We Tested This Popular AI Detection Tool And Here's What We Found
AI took us by storm, and many individuals and industries are struggling to play catchup. Now, more than ever, it's become imperative to know what a computer made and what a human made. This need to differentiate could be the key to many questions of plagiarism, copyright, and "inspiration" that AI poses.
Some people have come up with a solution: AI detector products. But how accurate are AI detectors? How different can AI's art be from a human's? With the advancement of Stable Diffusion, GPTs, and other generative models, the lines keep getting even blurrier.
However, the public needs a solution and has turned to these AI detectors. While there are others best-known as ChatGPT detectors focusing on text, AI or Not is targeted at images and audio for now. It seems to work by weighing the odds and telling you if it's likely human or AI. AI or Not uses machine learning and its own AI comparison method to see which of the two categories your upload belongs to.
Since it's one of the most popular, we've tested it against multiple image and voice samples to see just how much you should trust it. As you might have guessed, it has areas it excels in and others...not so much. For these tests, we used DALL-E, MidJourney, YouTube, and original photos and audio.
Photos and images of human beings
AI-generated human beings are generally easier to spot, even for us humans. Many of them come with extra fingers, teeth, and limbs or just give you a subtle "uncanny valley" effect. Looking for those is one of the ways to tell if an image was AI-generated.
AI or Not does a good job of spotting DALL-E's human images. But that's because DALL-E's human image generation isn't exactly the best. Most of DALL-E's human images have weird faces, mismatched eyes, smooshed edges, and a 3D-animation style.
However, when we moved on to MidJourney, it struggled with the lower-resolution camera filters and MidJourney's more realistic human rendering. It's still worth noting that it got most of the human MidJourney images we uploaded right. As a side note, AI or Not can't tell when a human-shot photo has been edited by AI.
PetaPixel ran similar tests in June 2023 for AI or Not, and the tests confused the AI. There was one with an AI photo of Tom Hardy as James Bond to which the AI just said it wasn't sure. We've been unable to replicate that same effect, even with the same image. It seems that the team behind AI or Not must have worked on it since that time.
Interestingly, it still can't tell that the Trump and Fauci image that made rounds on the internet for being fake isn't real. It gave us a low-resolution notification, but it still defaulted to calling it human. Maybe it's now designed to give a conclusive answer instead of saying it's not sure.
Digital illustrations and paintings
When it comes to digital illustrations, that's when you really see the cracks in the armor. Using DALL-E, we generated a watercolor-style children's book illustration of a teddy bear watching TV. However, the AI couldn't tell that the image was generated by AI.
It's hard to say what logic AI or Not uses to arrive at its conclusions, because when we generated another watercolor-style children's book illustration of a rabbit and a tiger, it confidently said it was an AI image. So, what's the difference? It seems that in this section, it's pretty much guesswork.

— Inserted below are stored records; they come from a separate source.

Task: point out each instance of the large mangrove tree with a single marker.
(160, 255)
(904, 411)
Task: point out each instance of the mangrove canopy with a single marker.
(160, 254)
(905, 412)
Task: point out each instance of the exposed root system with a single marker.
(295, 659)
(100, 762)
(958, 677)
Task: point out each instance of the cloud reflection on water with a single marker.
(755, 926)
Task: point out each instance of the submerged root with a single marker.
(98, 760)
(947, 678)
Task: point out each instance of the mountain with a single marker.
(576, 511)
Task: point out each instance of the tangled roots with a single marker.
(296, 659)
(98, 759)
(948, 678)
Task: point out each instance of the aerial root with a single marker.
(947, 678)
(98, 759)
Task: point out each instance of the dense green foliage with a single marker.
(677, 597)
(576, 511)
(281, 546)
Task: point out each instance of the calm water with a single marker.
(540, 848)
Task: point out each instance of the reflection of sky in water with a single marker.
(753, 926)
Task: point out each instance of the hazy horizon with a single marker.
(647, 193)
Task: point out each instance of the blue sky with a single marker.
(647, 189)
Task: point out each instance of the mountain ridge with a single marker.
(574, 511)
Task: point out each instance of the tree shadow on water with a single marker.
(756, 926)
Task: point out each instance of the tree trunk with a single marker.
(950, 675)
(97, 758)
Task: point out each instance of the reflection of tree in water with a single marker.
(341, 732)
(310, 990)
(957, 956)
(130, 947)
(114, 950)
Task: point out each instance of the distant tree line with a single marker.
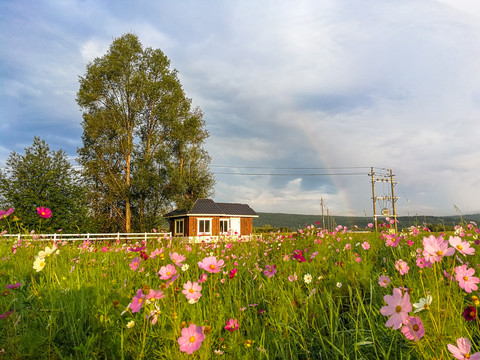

Do you know that popular Hobbit painting of Smaug? The one titled Conversation with Smaug that J.R.R. Tolkien drew himself? Well, AI or Not thinks that AI made it. Perhaps because of its rougher edges and whimsical placement of subjects in the piece. The bottom line is that it was wrong half the time in these tests, and it can't be used with any degree of certainty to rate works in this category.
Audio and voice detection
This is the one category where AI or Not scored perfectly. It could be because AI voice technology is still a little rough around the edges. Most of the time, you can probably tell when a voice is fake and sounds slightly robotic. However, the technology is improving, and AI or Not seems to have a decent hold on what a human voice should sound like.
We first made a voice recording of someone talking and uploaded it. It got that one right, of course. Here's the fun part: We did another recording of a human trying to sound robotic, and it still knew it was a human. That's quite impressive because the voice was pretty convincing.
Next, we used some AI music from YouTube and some AI Morgan Freeman and Trump speeches. It guessed those were AI accurately, as well. We also ran some YouTube shorts of some NPC livestream TikTokkers, and it all recognized them as human.